On the surface, The God Particle tells the stories of two men. Steve Keely is a California businessman who suffers a severe head injury when he falls three stories from a window while on a business trip in Switzerland. Mike McNair is a physicist who heads up the world’s largest superconducting super collider in Texas and the search for the Higgs boson, a hypothesized subatomic particle known as “the God particle” because it is believed to be the component of a field through which all other particles move. (In a concluding note, Cox gives credit to a similarly titled work by Leon Lederman, the 1988 Nobel laureate in physics, as the inspiration for this book).
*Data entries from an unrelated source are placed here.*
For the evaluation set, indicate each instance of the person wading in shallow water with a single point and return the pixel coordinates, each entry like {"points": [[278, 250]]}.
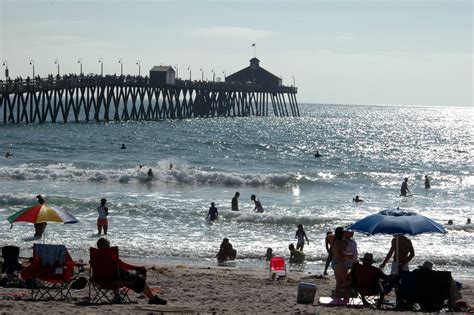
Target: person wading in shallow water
{"points": [[102, 221], [404, 189]]}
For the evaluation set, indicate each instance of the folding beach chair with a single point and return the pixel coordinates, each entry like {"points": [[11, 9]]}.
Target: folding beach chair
{"points": [[104, 280], [10, 256], [277, 267], [425, 290], [52, 271], [370, 294]]}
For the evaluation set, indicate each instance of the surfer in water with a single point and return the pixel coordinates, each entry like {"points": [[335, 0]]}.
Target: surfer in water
{"points": [[258, 204], [404, 189]]}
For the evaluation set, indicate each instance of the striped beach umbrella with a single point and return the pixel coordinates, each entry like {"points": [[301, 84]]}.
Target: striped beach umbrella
{"points": [[42, 213]]}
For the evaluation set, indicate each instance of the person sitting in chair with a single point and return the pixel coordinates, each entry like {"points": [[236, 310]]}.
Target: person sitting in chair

Yet The God Particle is more than a fiction-based exploration of theoretical physics. Whether we go back to Galileo’s conflict with the Catholic Church or today’s debate over teaching evolution or “intelligent design,” it seems we perpetually face certain core questions. Do we look to science or religion to try to understand the essence of life? Is there an area where the two converge and become indispensable to each other in addressing that question?
Cox explores these issues in a way that does not make this a pondering philosophical tome. Not only is the work straightforward, it is evenhanded and balanced. Still, it is far from flawless. About a third of the way through, I knew generally how and why McNair’s and Keely’s paths would cross. There also seems to be a few too many diversions into sexual matters, whether it be obsessions or encounters. For the most part, they do not add to the story and seem more titillation than to advance the story.
Overall, though, The God Particle is an enjoyable read that raises — and encourages the reader to think about — such issues as belief (whether in religion or science), fate, and the existence of a common core to life and the universe.
Perhaps insanity is reality no one else can see.